BARGA – Sono 40 anni esatti per il Presepe Vivente di Barga. Nelle cronache del giornale di Barga del dicembre 1985 e del gennaio 1986 si parla con giudizi positivi della prima edizione che risale al 23 dicembre di quel 1985. Un significativo compleanno, dunque, quello che festeggia la manifestazione barghigiana, il Presepe Vivente più longevo tra quelli che si organizzato in Valle del Serchio e tra i primi anche tra quelli di tutta la provincia di Lucca.
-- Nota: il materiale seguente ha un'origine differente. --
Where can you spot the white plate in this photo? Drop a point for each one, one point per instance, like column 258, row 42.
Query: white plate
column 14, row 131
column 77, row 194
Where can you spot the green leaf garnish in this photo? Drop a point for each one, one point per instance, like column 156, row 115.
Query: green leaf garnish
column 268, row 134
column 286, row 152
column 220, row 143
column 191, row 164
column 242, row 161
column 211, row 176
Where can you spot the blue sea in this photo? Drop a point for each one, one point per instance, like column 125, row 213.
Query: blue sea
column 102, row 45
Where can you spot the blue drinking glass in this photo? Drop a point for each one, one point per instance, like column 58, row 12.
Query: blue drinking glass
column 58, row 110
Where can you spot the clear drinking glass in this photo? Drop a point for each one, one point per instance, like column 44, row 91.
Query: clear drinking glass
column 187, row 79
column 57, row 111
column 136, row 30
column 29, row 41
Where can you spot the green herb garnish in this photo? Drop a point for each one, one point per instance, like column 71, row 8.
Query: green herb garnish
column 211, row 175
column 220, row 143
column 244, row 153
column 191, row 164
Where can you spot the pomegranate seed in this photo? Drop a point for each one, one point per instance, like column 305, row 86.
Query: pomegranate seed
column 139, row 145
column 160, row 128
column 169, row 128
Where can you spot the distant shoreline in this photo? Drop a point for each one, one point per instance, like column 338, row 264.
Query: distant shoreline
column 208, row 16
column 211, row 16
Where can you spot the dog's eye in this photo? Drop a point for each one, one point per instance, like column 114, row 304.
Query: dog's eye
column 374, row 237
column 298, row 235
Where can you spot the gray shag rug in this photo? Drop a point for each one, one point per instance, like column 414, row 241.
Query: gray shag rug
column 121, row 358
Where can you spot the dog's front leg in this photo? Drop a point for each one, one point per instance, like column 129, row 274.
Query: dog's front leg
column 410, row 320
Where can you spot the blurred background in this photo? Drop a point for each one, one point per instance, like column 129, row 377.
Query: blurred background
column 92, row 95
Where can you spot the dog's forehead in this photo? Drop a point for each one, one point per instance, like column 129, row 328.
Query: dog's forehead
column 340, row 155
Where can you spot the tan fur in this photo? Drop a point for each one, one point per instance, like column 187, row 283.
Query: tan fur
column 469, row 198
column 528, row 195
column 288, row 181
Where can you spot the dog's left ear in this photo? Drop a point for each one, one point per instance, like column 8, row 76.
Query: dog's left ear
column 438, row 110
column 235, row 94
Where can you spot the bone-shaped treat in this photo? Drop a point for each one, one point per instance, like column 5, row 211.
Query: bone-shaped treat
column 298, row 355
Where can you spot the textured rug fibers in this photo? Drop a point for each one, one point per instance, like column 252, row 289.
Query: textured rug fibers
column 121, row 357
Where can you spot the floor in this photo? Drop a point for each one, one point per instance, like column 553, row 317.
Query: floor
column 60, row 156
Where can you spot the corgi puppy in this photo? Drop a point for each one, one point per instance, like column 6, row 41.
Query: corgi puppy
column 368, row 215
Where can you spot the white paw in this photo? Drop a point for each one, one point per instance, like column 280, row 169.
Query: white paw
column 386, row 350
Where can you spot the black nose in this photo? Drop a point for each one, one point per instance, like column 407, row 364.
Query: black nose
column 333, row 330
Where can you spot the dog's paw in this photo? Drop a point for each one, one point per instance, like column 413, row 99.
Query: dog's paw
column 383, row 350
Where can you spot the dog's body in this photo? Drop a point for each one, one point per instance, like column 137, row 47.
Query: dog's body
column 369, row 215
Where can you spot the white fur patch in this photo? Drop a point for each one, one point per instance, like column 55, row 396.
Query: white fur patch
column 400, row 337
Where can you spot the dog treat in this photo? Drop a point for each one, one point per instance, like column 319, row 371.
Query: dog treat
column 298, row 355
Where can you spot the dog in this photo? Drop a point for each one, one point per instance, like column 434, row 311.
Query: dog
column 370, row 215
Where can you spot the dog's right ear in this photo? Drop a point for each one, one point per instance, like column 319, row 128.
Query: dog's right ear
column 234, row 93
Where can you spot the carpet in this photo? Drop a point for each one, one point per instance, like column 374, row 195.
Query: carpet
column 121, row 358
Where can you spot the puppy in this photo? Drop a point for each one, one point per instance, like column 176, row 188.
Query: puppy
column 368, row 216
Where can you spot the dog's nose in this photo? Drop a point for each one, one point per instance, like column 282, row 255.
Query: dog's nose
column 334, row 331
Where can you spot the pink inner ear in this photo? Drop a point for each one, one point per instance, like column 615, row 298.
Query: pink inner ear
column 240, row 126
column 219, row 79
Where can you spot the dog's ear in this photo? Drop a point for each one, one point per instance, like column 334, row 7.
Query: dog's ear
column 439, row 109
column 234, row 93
L’appuntamento come sempre sarà nella sera dell’antivigilia di Natale, il 23 dicembre: la rappresentazione del presepe impersonato da tanti figuranti ed in un’ambientazione unica come l’antico castello di Barga.
La formula è sempre quella, nonostante siano passati 40 anni. Per le vie del borgo medievale di Barga, torneranno gli antichi mestieri ad animare un grandissimo presepe vivente, ambientato in un luogo unico quale sa essere Barga vecchia. Si comincia dalle venti.
Il percorso si apre da Porta Reale; e sarà arricchito dalle postazioni di tanti figuranti in costume a riproporre gli antichi mestieri di una volta, e soprattutto gli antichi mestieri di ogni presepe che si rispetti. In un centro storico operoso e che risuonerà di mille suoni e voci si attenderà il passaggio della Sacra Famiglia che dal Giardino inizierà il suo percorso alle 21 per poi arrivare al Duomo di Barga, dove avverrà la scena della natività (attorno alle 22) che sarà, come avvenne anche nel 1985, annunciata dal doppio dei campanari di Barga e da un razzo luminoso che volerà in alto dal campanile. Sarà il segnale anche per l’arrivo dei Re Magi.